This book is an introduction to electrocardiography. It is written particularly for medical students, house staff, and nurses, and it assumes no previous instruction in ECG reading. The book has been widely used in introductory courses on the subject. Clinicians wishing to review basic electrocardiography have also found it useful.
This new edition is divided into four parts. Part 1 covers the basic principles of electrocardiography, normal ECG patterns, and the major abnormal depolarization (P-QRS) and repolarization (ST-T-U) patterns. Part 2 describes the major abnormalities of heart rhythm and conduction. Part 3 presents an overview and review of the material. Part 4 is primarily a set of unknowns for review and self-assessment. In addition, practice questions are presented at the end of almost all chapters. In reading ECGs, as in learning a new language, fluency is attained only with repetition and review.
The clinical applications of ECG reading have been stressed throughout the book. Each time an abnormal pattern is mentioned, the conditions that might have produced it are discussed. Although the book is not intended to be a manual of therapeutics, general principles of treatment and clinical management are briefly discussed. Separate chapters are devoted to important special topics, including electrolyte and drug effects, cardiac arrest, the limitations and uses of the ECG, and electrical devices, including pacemakers and implantable cardioverter defibrillators (ICDs).
In addition, students are encouraged to approach ECGs in terms of a rational simple differential diagnosis rather than through the tedium of rote memorization. It is comforting for most students to discover that the number of possible arrhythmias that can produce a heart rate of more than 200 beats per minute is limited to just a handful of choices. Only three basic ECG patterns are found with cardiac arrest. Similarly, only a limited number of conditions cause low-voltage patterns, abnormally wide QRS complexes, and so forth.

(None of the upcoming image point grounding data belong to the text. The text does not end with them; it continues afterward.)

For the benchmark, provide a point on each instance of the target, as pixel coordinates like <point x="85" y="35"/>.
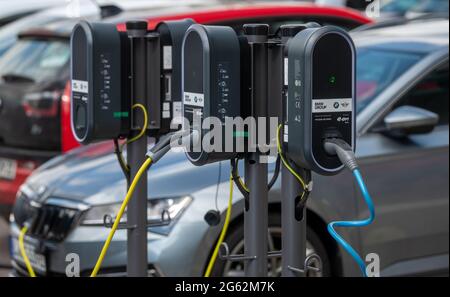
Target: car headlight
<point x="156" y="208"/>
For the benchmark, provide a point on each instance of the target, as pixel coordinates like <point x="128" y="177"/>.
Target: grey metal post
<point x="256" y="215"/>
<point x="293" y="212"/>
<point x="136" y="151"/>
<point x="293" y="223"/>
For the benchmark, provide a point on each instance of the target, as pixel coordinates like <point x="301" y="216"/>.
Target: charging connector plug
<point x="337" y="146"/>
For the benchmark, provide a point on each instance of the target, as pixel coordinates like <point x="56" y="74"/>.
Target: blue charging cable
<point x="346" y="155"/>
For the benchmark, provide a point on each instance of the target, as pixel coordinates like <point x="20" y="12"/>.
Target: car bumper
<point x="175" y="254"/>
<point x="27" y="162"/>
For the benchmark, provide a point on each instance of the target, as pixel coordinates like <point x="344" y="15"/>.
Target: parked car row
<point x="402" y="87"/>
<point x="35" y="70"/>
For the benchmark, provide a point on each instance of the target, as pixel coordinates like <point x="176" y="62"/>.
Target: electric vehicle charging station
<point x="112" y="73"/>
<point x="212" y="71"/>
<point x="317" y="99"/>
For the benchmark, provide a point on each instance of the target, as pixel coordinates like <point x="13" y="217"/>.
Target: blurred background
<point x="402" y="74"/>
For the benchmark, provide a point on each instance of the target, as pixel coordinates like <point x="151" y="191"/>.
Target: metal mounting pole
<point x="293" y="223"/>
<point x="136" y="151"/>
<point x="256" y="214"/>
<point x="293" y="212"/>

In approaching any given ECG, “three and a half” essential questions must always be addressed: What does the ECG show and what else could it be? What are the possible causes of this pattern? What, if anything, should be done about it? Most conventional ECG books focus on the first question (“What is it?”), emphasizing pattern recognition. However, waveform analysis is only a first step, for example, in the clinical diagnosis of atrial fibrillation. The following questions must also be considered: What is the differential diagnosis? (“What else could it be?”). Are you sure the ECG actually shows atrial fibrillation, and not another “look-alike pattern,” such as multifocal atrial tachycardia, sinus rhythm with atrial pre- mature beats, or even an artifact due to parkinsonian tremor? What could have caused the arrhythmia? Treatment (“What to do?”), of course, depends in part on the answers to these questions.

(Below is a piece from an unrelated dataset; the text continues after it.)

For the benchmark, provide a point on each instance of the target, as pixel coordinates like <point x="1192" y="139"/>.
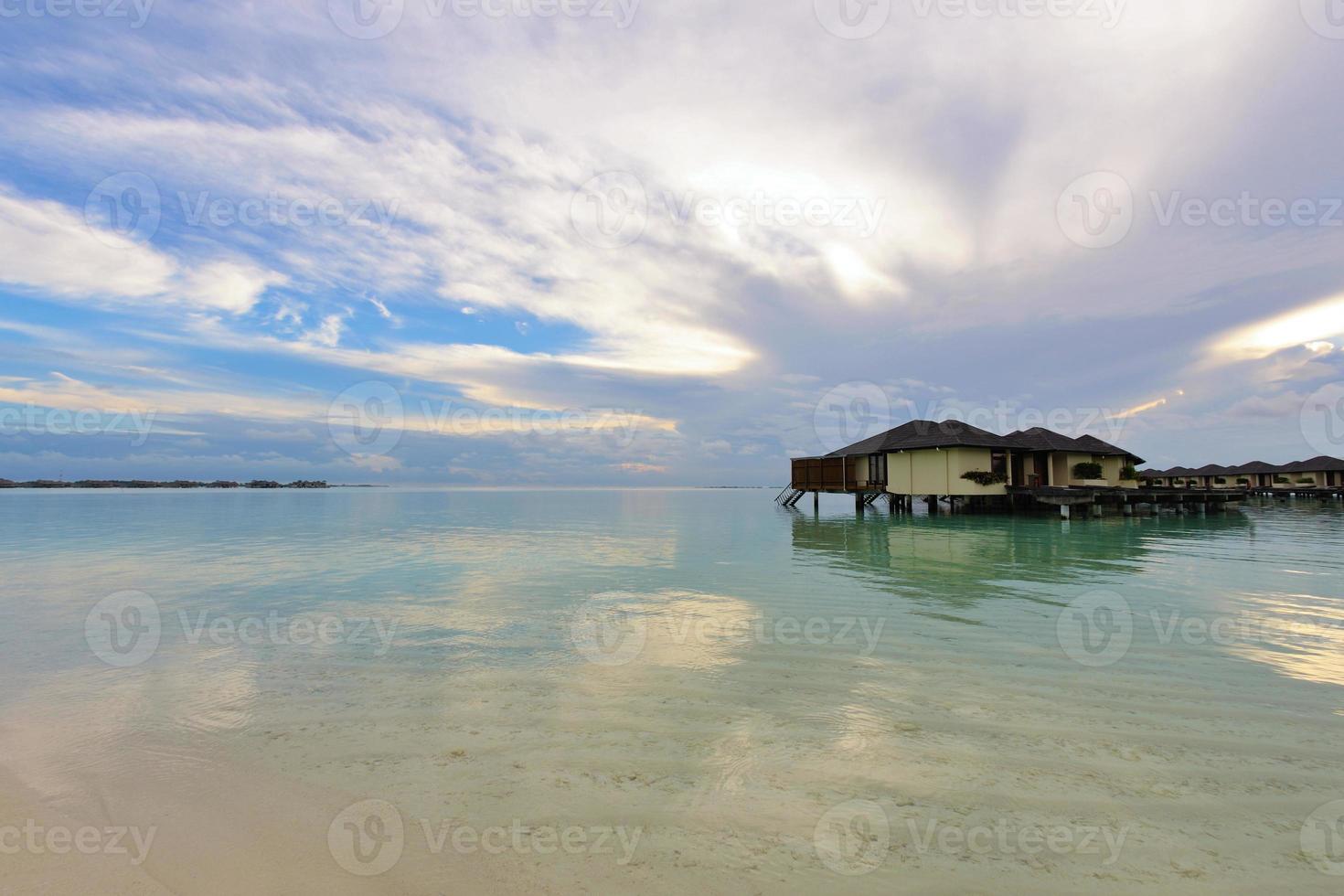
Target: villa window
<point x="998" y="463"/>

The continuing aim of this book, therefore, is to present the ECG as it is used in hospital wards, outpatient clinics, emergency departments, and intensive care units, where recognition of normal and abnormal patterns is only the starting point in patient care.
The seventh edition contains updated discussions on multiple topics, including arrhythmias and conduction disturbances, cardiac arrest and sudden death, myocardial ischemia and infarction, drug toxicity, pacemakers, and implantable cardioverter-defibrillators (ICDs). Common pitfalls in ECG interpretation are highlighted. Review questions throughout the text have been revised and updated.

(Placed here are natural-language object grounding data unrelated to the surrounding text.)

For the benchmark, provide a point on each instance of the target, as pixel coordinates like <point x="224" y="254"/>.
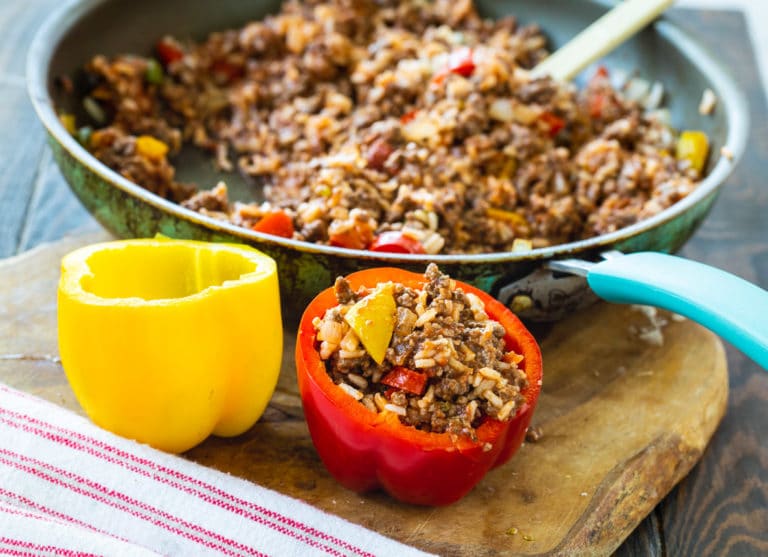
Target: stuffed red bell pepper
<point x="415" y="384"/>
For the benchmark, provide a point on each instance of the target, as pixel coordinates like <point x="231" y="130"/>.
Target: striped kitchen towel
<point x="68" y="487"/>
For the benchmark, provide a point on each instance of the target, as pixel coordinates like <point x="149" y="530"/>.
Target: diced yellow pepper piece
<point x="68" y="121"/>
<point x="693" y="146"/>
<point x="167" y="341"/>
<point x="510" y="216"/>
<point x="373" y="320"/>
<point x="151" y="148"/>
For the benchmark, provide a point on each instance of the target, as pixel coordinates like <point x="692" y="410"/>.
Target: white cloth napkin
<point x="68" y="487"/>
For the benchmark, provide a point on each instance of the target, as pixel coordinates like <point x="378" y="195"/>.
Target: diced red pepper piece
<point x="394" y="241"/>
<point x="597" y="104"/>
<point x="277" y="224"/>
<point x="168" y="51"/>
<point x="554" y="122"/>
<point x="226" y="70"/>
<point x="460" y="62"/>
<point x="601" y="71"/>
<point x="408" y="116"/>
<point x="406" y="380"/>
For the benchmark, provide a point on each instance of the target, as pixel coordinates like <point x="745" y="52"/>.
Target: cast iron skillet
<point x="524" y="279"/>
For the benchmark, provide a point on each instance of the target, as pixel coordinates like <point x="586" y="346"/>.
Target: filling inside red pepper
<point x="432" y="356"/>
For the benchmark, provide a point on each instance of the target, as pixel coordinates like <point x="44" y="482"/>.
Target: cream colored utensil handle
<point x="600" y="38"/>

This new edition also includes laminated cards on differential diagnosis for “instant” reference and review.
This edition is dedicated to the memory of my father, Emanuel Goldberger, MD, a pioneer in the development of electrocardiography and the inventor of the aVR, aVL, and aVF leads. He was coauthor of the first five editions of this textbook.
Finally, I want to thank my students and colleagues for their input and particularly for their challenging questions over the years. I am most grateful to my son, Zach Goldberger, MD, for his many helpful suggestions and comments in the preparation of this new edition.